Enaud et al. have recently concluded that transient elastography (TE) is a reliable method to evaluate and monitor liver disease progression in children with cystic fibrosis (CF).1 This is based on TE measurements performed on 33 children with CF in 2011/2012, only 5 of whom had cirrhosis.1 In contrast, our study published in this journal, which included 235 healthy children and 66 children with CF, determined that TE lacked precision in healthy children and in children with CF.2 However, reviewing the study by Enaud et al. it appears that contrary to their conclusion, their results are consistent with our findings, confirming a lack of precision of TE.1,2

The data presented in the Bland and Altman plots in their study (Figs. 1 and 2) demonstrate the lack of adequate precision.1 Bland and Altman are clear that the first and most important steps in assessing agreement between tests are to demonstrate that the data follows a normal distribution and that the standard deviation of the paired differences should be narrow.3,4 A wide standard deviation of the paired differences signifies little agreement.3

Enuad et al., in the “Methods” section, state that they will report quantitative variables as mean ± standard deviation. They also outline the requirement for the Bland and Altman limits of agreement (LOA) that the differences of the paired measurements must follow a normal distribution.1 However despite this, Enuad et al. do not provide evidence to support a normal distribution and do not provide the standard deviation for the mean difference of the paired liver stiffness measurements.1 They do, however, provide a confidence interval (CI) for the mean of the paired differences between repeat measurements by the same observer (0.045 kPa; 95% CI −0.278 to +0.369) and different observers (−0.137 kPa; 95% CI −0.491 to +0.218). Extrapolating from the CIs, it is clear that the standard deviation of mean of the paired differences is wide, confirming a lack of acceptable precision.

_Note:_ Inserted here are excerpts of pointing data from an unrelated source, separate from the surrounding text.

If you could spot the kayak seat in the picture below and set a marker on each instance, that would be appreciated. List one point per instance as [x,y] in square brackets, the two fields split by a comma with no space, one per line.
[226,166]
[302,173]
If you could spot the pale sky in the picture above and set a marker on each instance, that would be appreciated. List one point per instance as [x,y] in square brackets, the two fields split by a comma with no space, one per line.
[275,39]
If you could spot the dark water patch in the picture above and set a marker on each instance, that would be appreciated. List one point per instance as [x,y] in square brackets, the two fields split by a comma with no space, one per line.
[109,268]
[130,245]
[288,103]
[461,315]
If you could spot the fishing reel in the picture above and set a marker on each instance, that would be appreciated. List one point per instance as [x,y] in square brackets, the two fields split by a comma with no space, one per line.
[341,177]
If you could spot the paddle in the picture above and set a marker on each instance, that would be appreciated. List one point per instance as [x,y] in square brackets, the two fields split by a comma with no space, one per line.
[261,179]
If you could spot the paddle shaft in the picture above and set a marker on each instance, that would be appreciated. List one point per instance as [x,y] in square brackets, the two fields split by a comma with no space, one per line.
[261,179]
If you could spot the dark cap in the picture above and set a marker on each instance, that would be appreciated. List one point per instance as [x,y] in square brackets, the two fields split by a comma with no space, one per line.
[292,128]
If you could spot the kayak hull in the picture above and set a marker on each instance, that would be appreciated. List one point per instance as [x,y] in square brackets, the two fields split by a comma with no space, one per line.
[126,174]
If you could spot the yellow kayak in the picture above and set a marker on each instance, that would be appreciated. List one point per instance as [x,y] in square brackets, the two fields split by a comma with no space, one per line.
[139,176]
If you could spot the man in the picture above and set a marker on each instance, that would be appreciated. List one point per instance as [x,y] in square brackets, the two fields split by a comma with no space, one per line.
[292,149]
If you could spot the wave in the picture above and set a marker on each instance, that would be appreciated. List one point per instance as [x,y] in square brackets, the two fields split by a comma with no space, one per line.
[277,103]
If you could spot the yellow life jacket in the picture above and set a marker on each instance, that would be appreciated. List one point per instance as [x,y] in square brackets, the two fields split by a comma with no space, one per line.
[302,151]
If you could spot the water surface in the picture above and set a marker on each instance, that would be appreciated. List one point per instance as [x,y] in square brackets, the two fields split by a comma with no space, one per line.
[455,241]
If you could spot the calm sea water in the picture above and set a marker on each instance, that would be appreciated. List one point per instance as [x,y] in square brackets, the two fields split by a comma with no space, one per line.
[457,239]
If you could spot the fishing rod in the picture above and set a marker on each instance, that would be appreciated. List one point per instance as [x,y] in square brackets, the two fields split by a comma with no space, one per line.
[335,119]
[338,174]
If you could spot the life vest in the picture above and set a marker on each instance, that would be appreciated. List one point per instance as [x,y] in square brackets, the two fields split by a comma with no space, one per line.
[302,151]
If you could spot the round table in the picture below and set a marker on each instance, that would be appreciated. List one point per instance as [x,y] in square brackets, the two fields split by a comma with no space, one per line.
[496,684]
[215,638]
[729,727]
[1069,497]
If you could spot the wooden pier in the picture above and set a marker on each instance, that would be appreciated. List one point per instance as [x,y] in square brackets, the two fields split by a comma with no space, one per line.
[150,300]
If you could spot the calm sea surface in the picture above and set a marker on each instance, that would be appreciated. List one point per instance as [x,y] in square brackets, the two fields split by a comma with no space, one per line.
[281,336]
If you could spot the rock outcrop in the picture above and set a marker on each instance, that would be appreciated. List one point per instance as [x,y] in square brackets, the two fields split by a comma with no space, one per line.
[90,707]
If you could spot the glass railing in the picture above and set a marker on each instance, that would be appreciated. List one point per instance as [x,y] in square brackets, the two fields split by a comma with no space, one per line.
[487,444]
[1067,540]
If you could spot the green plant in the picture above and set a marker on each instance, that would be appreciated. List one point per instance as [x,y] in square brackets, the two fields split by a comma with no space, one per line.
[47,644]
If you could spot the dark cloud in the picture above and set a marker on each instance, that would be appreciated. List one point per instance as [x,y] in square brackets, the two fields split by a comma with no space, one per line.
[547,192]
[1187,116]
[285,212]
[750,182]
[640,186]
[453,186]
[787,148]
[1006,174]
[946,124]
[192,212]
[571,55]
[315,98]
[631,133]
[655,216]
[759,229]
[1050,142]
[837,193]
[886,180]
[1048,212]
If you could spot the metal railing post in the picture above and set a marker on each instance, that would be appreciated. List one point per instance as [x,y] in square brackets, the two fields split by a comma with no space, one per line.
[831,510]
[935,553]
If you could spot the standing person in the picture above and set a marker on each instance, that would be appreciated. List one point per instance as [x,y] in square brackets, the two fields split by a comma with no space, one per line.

The disagreement between paired measurements in this study is further highlighted by Figs. 1 and 2.1 In Fig. 1 the limits of agreement ranged from −2.0 to +2.2 kPa for the same observer, while in Fig. 2 the limits range from −1.75 to +1.8 for different observers.1 The disagreement between paired measurements as reported by Enaud et al. is even greater than that reported in our study.1,2

The authors state that their a priori accepted difference between repeat measurements was 10–20%.1 While variation on clinical measurement is inevitable, a difference of 20% between first and second measurements over a short period of time for any investigation is clinically unacceptable. The normal range of TE measurements in children is 2.45–5.56 kPa5 and therefore a 20% difference would mean >1 kPa difference between two measurements. This level of difference was observed in 20% of participants in their study. Differences of this magnitude between repeat TE measurements would, as reported in studies of adults,6,7,8 result in misclassification of liver disease status without any change in underlying pathology.

The need for a noninvasive test to diagnose and monitor liver disease in children with CF is a priority. However, any clinical investigation must have both diagnostic accuracy and precision if we are to make appropriate clinical decisions for patients. The results reported by Enaud et al. confirm the findings in our earlier study that the precision of TE is inadequate in children.